Le compartiment dans lequel s'était introduit le marquis était garni de sofas: un tapis recouvrait le sol, et une lampe d'argent curieusement ciselée, posée sur un meuble, répandait une lumière douce et mystérieuse.

Une jeune négresse d'une vingtaine d'années, à la mine éveillée et à la tournure friponne, s'occupait, à l'entrée du marquis, à agacer un magnifique ara posé sur un perchoir de bois de rose, où il était retenu par une chaîne d'or attachée à l'une de ses pattes.

La négresse, sans interrompre l'occupation dans laquelle elle semblait se complaire, et tout en faisant pousser à l'oiseau des cris discordants, se pencha nonchalamment vers le marquis, en se tournant à demi de son côté par un mouvement rempli d'une suprême insolence, laissa filtrer un regard railleur entre ses longs cils et attendit qu'il lui adressât la parole.

Le marquis, sans paraître remarquer l'attitude hostile arborée par l'esclave, fit quelques pas vers elle et, la touchant légèrement du doigt:

«Phœbé, lui dit-il en espagnol, vous plairait-il de remarquer ma présence?

—Que me fait votre présence à moi, señor marqués, répondit-elle en haussant légèrement les épaules.

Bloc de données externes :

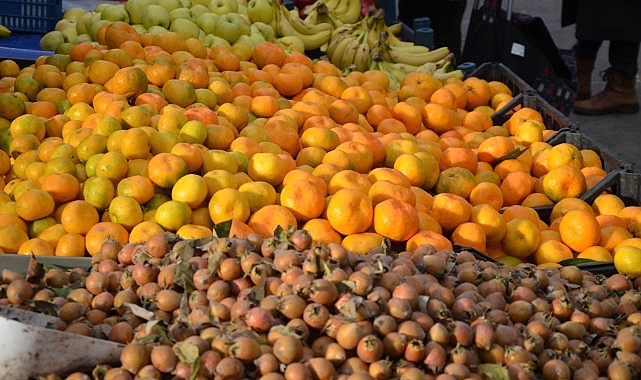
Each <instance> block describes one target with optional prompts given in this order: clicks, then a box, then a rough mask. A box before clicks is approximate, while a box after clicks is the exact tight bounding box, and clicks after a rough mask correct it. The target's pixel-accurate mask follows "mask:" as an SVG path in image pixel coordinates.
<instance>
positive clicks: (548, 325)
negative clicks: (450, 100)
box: [0, 230, 641, 380]
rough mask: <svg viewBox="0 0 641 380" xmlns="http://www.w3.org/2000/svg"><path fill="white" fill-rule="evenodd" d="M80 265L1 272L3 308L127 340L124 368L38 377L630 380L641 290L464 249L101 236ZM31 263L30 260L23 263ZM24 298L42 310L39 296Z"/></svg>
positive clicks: (201, 378)
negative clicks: (369, 249) (360, 246)
mask: <svg viewBox="0 0 641 380" xmlns="http://www.w3.org/2000/svg"><path fill="white" fill-rule="evenodd" d="M93 261H94V263H93V266H92V268H91V269H89V270H81V269H74V270H71V271H64V270H61V269H49V270H48V271H44V270H42V271H38V270H37V269H38V266H37V265H35V266H34V265H31V270H30V271H29V273H28V274H27V276H22V275H20V274H17V273H16V272H12V271H9V270H4V271H3V272H2V285H1V286H0V297H1V299H0V304H3V305H13V306H15V307H23V308H30V309H32V310H33V309H41V308H42V306H43V305H47V304H48V305H49V306H54V308H53V309H55V310H57V313H58V316H59V322H58V323H57V328H59V329H60V330H65V331H69V332H73V333H77V334H84V335H89V336H93V337H98V338H103V339H109V340H112V341H116V342H121V343H123V344H124V345H125V346H124V349H123V351H122V354H121V357H120V361H121V363H120V366H109V365H104V364H103V365H98V366H96V367H95V368H93V369H88V370H87V371H86V372H73V373H71V374H54V375H48V376H46V377H43V378H46V379H51V380H53V379H74V380H77V379H104V380H115V379H134V378H135V379H221V380H222V379H263V380H267V379H270V380H271V379H292V380H293V379H349V380H354V379H394V378H396V379H403V380H409V379H439V380H442V379H484V378H494V379H508V378H509V379H540V378H543V379H581V380H590V379H598V378H606V377H608V378H610V379H633V378H638V377H639V376H641V357H640V352H641V330H640V328H639V324H640V323H641V312H640V311H639V310H640V307H641V293H640V292H639V291H638V289H639V287H640V286H641V280H638V281H636V280H635V281H631V280H630V279H628V278H626V277H625V276H623V275H620V274H615V275H612V276H610V277H605V276H603V275H596V274H592V273H589V272H587V271H582V270H580V269H578V268H577V267H571V266H568V267H562V268H553V269H539V268H537V267H535V266H533V265H531V264H521V265H519V266H517V267H516V268H512V267H508V266H504V265H501V264H496V263H493V262H488V261H480V260H477V259H476V257H475V256H474V254H473V253H471V252H469V251H460V252H454V251H451V250H443V251H438V252H437V251H436V250H435V249H434V248H433V247H432V246H429V245H423V246H420V247H419V248H418V249H417V250H416V251H415V252H412V253H410V252H393V249H391V250H390V249H389V247H386V246H383V247H377V248H376V249H372V250H371V251H370V252H369V253H368V254H365V255H356V254H352V253H350V252H347V251H346V250H345V249H344V248H343V247H341V246H340V245H338V244H329V245H323V246H312V243H311V237H310V236H309V234H307V233H306V232H305V231H303V230H288V231H280V232H279V233H278V234H276V236H274V237H270V238H265V239H263V238H260V237H259V236H258V235H250V236H248V237H247V238H216V237H212V238H205V239H200V240H184V239H181V238H178V237H176V235H172V234H170V233H162V234H157V235H153V236H152V237H151V238H150V239H149V240H148V241H147V242H146V243H145V244H137V245H135V244H126V245H121V244H120V243H117V242H113V241H108V242H105V243H104V244H103V246H102V248H101V250H100V252H98V253H97V254H96V255H95V256H94V258H93ZM32 264H33V263H32ZM34 300H39V301H45V302H33V301H34Z"/></svg>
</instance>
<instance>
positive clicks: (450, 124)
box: [421, 103, 462, 134]
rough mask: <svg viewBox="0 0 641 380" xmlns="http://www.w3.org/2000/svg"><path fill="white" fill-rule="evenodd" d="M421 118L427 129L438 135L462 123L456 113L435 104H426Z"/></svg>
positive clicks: (431, 103) (461, 118)
mask: <svg viewBox="0 0 641 380" xmlns="http://www.w3.org/2000/svg"><path fill="white" fill-rule="evenodd" d="M421 118H422V120H423V124H424V125H425V126H426V127H427V128H429V129H431V130H433V131H434V132H436V133H438V134H441V133H444V132H447V131H449V130H452V129H453V128H454V127H455V126H457V125H460V124H461V121H462V118H461V116H460V115H459V114H457V113H456V111H453V110H451V109H449V108H447V107H444V106H442V105H440V104H436V103H428V104H426V105H425V107H423V109H422V111H421Z"/></svg>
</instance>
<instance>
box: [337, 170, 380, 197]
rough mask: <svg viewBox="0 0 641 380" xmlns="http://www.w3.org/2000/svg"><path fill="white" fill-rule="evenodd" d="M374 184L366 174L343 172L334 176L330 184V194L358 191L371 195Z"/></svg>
mask: <svg viewBox="0 0 641 380" xmlns="http://www.w3.org/2000/svg"><path fill="white" fill-rule="evenodd" d="M371 186H372V183H371V182H370V181H369V179H368V178H367V175H366V174H363V173H359V172H357V171H354V170H342V171H339V172H338V173H336V174H334V175H333V176H332V177H331V179H330V180H329V183H328V192H329V194H335V193H336V192H337V191H339V190H340V189H353V190H358V191H360V192H362V193H364V194H367V193H369V189H370V187H371Z"/></svg>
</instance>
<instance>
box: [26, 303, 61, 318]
mask: <svg viewBox="0 0 641 380" xmlns="http://www.w3.org/2000/svg"><path fill="white" fill-rule="evenodd" d="M29 306H30V307H32V308H34V309H35V310H36V311H37V312H39V313H42V314H46V315H51V316H53V317H57V316H58V306H56V304H55V303H53V302H49V301H43V300H31V301H29Z"/></svg>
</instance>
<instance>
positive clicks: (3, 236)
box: [0, 226, 29, 253]
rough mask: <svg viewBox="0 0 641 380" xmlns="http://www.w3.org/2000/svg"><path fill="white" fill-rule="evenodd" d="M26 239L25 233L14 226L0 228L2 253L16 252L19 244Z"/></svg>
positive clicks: (27, 239) (19, 246) (26, 233)
mask: <svg viewBox="0 0 641 380" xmlns="http://www.w3.org/2000/svg"><path fill="white" fill-rule="evenodd" d="M27 240H29V236H28V235H27V233H26V232H25V231H23V230H22V229H20V228H18V227H16V226H7V227H2V228H0V250H2V252H3V253H18V250H19V249H20V246H21V245H22V244H23V243H25V242H26V241H27Z"/></svg>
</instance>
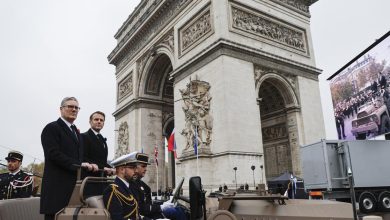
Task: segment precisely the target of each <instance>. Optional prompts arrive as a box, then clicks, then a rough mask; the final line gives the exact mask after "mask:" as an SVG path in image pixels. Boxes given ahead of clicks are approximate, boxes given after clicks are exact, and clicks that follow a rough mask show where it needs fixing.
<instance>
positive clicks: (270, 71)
mask: <svg viewBox="0 0 390 220" xmlns="http://www.w3.org/2000/svg"><path fill="white" fill-rule="evenodd" d="M271 73H273V74H276V75H279V76H281V77H283V78H284V79H285V80H286V81H288V82H289V83H290V85H291V87H292V88H293V89H294V90H297V82H296V80H297V77H296V76H294V75H291V74H288V73H284V72H279V71H276V70H274V69H270V68H267V67H262V66H257V65H255V85H256V87H258V86H259V83H260V79H261V77H263V76H264V75H266V74H271ZM295 92H297V91H295Z"/></svg>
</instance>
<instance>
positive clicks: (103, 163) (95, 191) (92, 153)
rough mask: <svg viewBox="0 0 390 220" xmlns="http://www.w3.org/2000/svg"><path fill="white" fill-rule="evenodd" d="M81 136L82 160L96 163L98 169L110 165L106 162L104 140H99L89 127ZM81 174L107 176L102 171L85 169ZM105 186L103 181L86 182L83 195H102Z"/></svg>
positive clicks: (104, 140)
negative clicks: (89, 128) (82, 150)
mask: <svg viewBox="0 0 390 220" xmlns="http://www.w3.org/2000/svg"><path fill="white" fill-rule="evenodd" d="M81 136H82V137H83V143H84V161H85V162H89V163H94V164H97V165H98V167H99V169H103V168H104V167H111V166H110V165H108V164H107V154H108V149H107V143H106V141H105V140H100V139H99V138H98V137H97V136H96V135H95V133H94V132H93V131H92V130H91V129H89V130H88V131H87V132H85V133H82V134H81ZM81 174H82V178H83V179H84V178H85V177H87V176H95V177H101V176H104V177H106V176H107V175H105V174H104V172H102V171H99V172H91V171H87V170H82V172H81ZM106 187H107V184H106V183H105V182H98V183H96V182H95V183H92V182H88V183H87V185H86V187H85V188H84V196H85V197H89V196H95V195H102V194H103V191H104V189H105V188H106Z"/></svg>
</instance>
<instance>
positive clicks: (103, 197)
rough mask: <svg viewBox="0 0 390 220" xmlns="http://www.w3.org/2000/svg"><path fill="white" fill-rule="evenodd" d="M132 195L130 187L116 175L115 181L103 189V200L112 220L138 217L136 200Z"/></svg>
mask: <svg viewBox="0 0 390 220" xmlns="http://www.w3.org/2000/svg"><path fill="white" fill-rule="evenodd" d="M133 195H134V193H133V192H132V191H131V189H130V188H129V187H128V186H127V185H126V184H125V183H124V181H123V180H121V179H120V178H118V177H116V178H115V183H113V184H110V185H109V186H108V187H107V188H106V189H105V190H104V193H103V202H104V205H105V207H106V209H107V210H108V212H109V213H110V215H111V219H112V220H128V219H131V220H137V219H140V218H139V214H138V202H137V200H136V199H135V197H134V196H133Z"/></svg>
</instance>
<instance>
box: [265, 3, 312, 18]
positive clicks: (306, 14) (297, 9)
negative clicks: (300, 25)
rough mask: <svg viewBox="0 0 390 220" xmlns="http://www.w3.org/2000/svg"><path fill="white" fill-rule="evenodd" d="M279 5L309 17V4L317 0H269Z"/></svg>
mask: <svg viewBox="0 0 390 220" xmlns="http://www.w3.org/2000/svg"><path fill="white" fill-rule="evenodd" d="M271 1H272V2H275V3H277V4H279V5H283V6H284V7H286V8H289V9H291V10H293V11H295V12H298V13H300V14H302V15H305V16H307V17H310V11H309V6H310V5H312V4H313V3H315V2H317V1H318V0H293V1H291V0H271Z"/></svg>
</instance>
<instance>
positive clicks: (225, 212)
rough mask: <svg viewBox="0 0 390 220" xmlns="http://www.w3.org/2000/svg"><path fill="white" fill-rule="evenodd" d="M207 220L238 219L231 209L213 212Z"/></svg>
mask: <svg viewBox="0 0 390 220" xmlns="http://www.w3.org/2000/svg"><path fill="white" fill-rule="evenodd" d="M207 220H237V218H236V217H235V216H234V215H233V214H232V213H231V212H229V211H226V210H218V211H216V212H214V213H213V214H211V215H210V216H209V217H208V218H207Z"/></svg>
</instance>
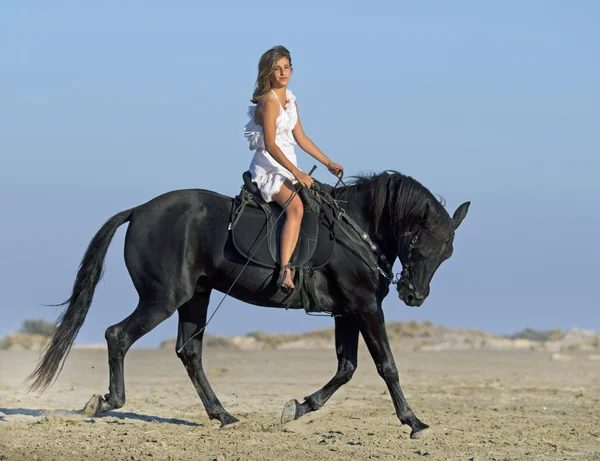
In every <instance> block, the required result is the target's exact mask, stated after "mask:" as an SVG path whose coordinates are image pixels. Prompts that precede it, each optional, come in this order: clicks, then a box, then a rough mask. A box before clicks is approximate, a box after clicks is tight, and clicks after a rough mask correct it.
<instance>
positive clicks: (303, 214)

—A vous, rien, Phœbé, c'est vrai, aussi n'est-ce pas pour vous que je suis venu, mais pour votre maîtresse, à laquelle je vous prie d'annoncer sans plus de retard ma présence.

—A cette heure?

—Pourquoi pas?

—Parce que doña Laura, fatiguée à ce qu'il paraît par le long trajet qu'il lui a fallu faire aujourd'hui, s'est retirée en m'ordonnant de ne laisser personne parvenir jusqu'à elle, et que, selon toute probabilité, elle s'est immédiatement livrée au repos.»